On August 30, 2020, Graceland announced on their schedule that the competition would be held on November 9 on their premises in Memphis, Tennessee. The MUO later confirmed that the competition would be hosted at Graceland the following day. This was the first time since Miss USA 1983 that the state of Tennessee would be hosting the pageant.

===Hosts and performer===
On October 22, it was announced that the competition would be hosted by Akbar Gbaja-Biamila and Allie LaForce, while Cheslie Kryst and Christian Murphy would serve as backstage correspondents. Gbaja-Biamila is a commentator on American Ninja Warrior and former professional football player, while LaForce formerly was crowned Miss Teen USA 2005, and has worked as a sports reporter for Fox and Turner Sports.
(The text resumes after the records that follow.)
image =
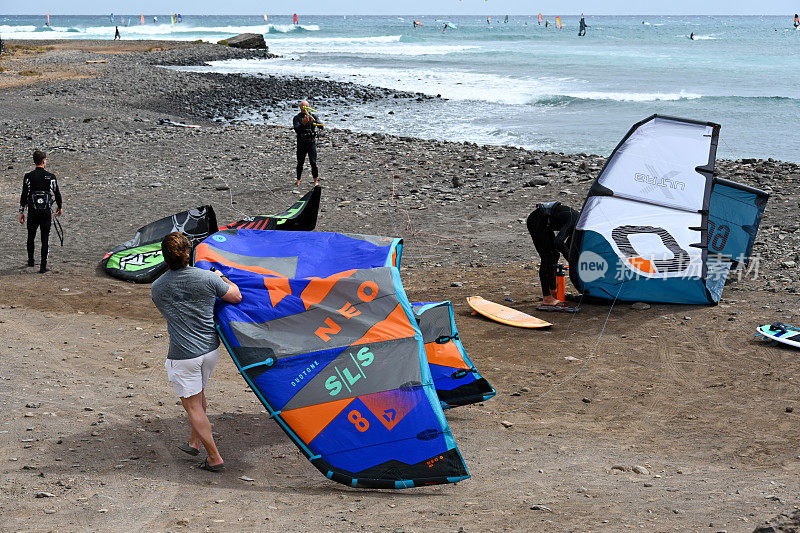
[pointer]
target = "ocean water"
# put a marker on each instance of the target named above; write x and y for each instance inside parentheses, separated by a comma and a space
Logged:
(519, 83)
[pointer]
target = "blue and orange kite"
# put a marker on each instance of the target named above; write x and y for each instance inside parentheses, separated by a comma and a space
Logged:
(354, 373)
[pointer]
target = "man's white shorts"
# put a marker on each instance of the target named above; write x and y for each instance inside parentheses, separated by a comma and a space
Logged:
(190, 376)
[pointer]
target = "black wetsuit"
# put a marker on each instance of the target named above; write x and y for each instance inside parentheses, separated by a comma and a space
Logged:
(39, 188)
(306, 143)
(551, 226)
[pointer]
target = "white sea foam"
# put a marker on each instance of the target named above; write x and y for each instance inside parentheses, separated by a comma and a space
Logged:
(632, 96)
(384, 45)
(450, 84)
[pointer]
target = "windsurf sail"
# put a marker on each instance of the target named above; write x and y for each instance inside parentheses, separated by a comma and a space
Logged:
(657, 225)
(140, 259)
(301, 216)
(327, 339)
(455, 378)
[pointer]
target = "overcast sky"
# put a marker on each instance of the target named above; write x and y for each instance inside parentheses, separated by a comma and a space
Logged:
(410, 7)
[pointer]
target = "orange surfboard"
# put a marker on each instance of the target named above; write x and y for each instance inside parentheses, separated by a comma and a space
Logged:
(505, 315)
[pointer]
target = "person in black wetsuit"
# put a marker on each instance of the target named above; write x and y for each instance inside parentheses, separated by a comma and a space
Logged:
(39, 189)
(551, 225)
(305, 126)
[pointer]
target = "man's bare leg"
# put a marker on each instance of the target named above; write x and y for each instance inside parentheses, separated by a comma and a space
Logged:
(194, 438)
(202, 426)
(550, 299)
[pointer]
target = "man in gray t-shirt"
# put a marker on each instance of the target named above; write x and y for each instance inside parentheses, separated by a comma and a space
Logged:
(186, 297)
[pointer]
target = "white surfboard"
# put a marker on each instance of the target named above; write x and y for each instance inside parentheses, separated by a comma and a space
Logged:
(782, 333)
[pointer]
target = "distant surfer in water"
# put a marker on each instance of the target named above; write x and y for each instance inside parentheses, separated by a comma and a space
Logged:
(582, 29)
(305, 126)
(551, 225)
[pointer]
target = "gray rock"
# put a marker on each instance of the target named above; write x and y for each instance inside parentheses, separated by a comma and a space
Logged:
(540, 508)
(247, 40)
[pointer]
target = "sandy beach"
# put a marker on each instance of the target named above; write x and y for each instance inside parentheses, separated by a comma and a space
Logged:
(701, 433)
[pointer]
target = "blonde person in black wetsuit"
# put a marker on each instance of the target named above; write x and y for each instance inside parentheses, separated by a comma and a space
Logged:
(39, 189)
(305, 126)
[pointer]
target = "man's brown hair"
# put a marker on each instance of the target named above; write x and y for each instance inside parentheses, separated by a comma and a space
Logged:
(176, 249)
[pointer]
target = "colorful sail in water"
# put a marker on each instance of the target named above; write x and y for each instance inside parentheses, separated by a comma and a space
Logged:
(658, 226)
(326, 338)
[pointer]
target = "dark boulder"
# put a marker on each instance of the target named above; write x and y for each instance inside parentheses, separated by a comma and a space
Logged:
(247, 40)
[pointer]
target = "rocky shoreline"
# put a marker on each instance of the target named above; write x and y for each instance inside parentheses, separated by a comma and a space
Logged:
(489, 190)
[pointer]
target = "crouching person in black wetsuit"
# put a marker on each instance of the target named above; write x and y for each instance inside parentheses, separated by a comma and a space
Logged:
(39, 189)
(551, 225)
(305, 126)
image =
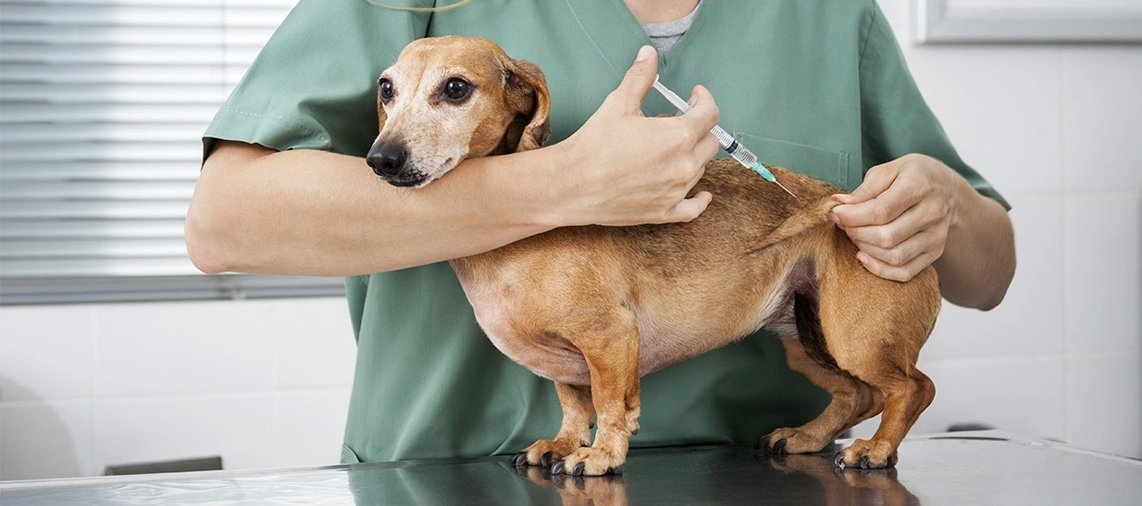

On the same day, American Idol alum Haley Reinhart was announced as the musical guest. (Note: Although Haley Reinhart chose not to travel to Memphis for the final competition, but was pre-recorded from her home and sang Elvis Presley song "Can't Help Falling in Love" during the evening gown segment.)

===Selection of contestants===
Delegates from 50 states and the District of Columbia were selected in state pageants which began in September 2019 and concluded in February 2020. The first state pageant was Texas, held on September 1, 2019, while the final pageant was Kentucky, held on February 1, 2020. Nine of these delegates were former Miss Teen USA state winners, six of them were former Miss America state winners, one delegate was a former Miss America's Outstanding Teen state winner, and one was former Miss Earth United States winner who competed at Miss Earth 2017.

Rachel Slawson, Miss Utah USA 2020, became the first openly LGBT woman to compete in Miss USA; Slawson identifies herself as queer. One state titleholder was appointed as a replacement after the original titleholder was unable to compete. Katie Bozner, the original Miss Wyoming USA 2020, resigned three weeks before Miss USA 2020 due to her academic obligations in optometry school. She was replaced by Lexi Revelli, who was the first runner-up of the Miss Wyoming USA 2020 pageant.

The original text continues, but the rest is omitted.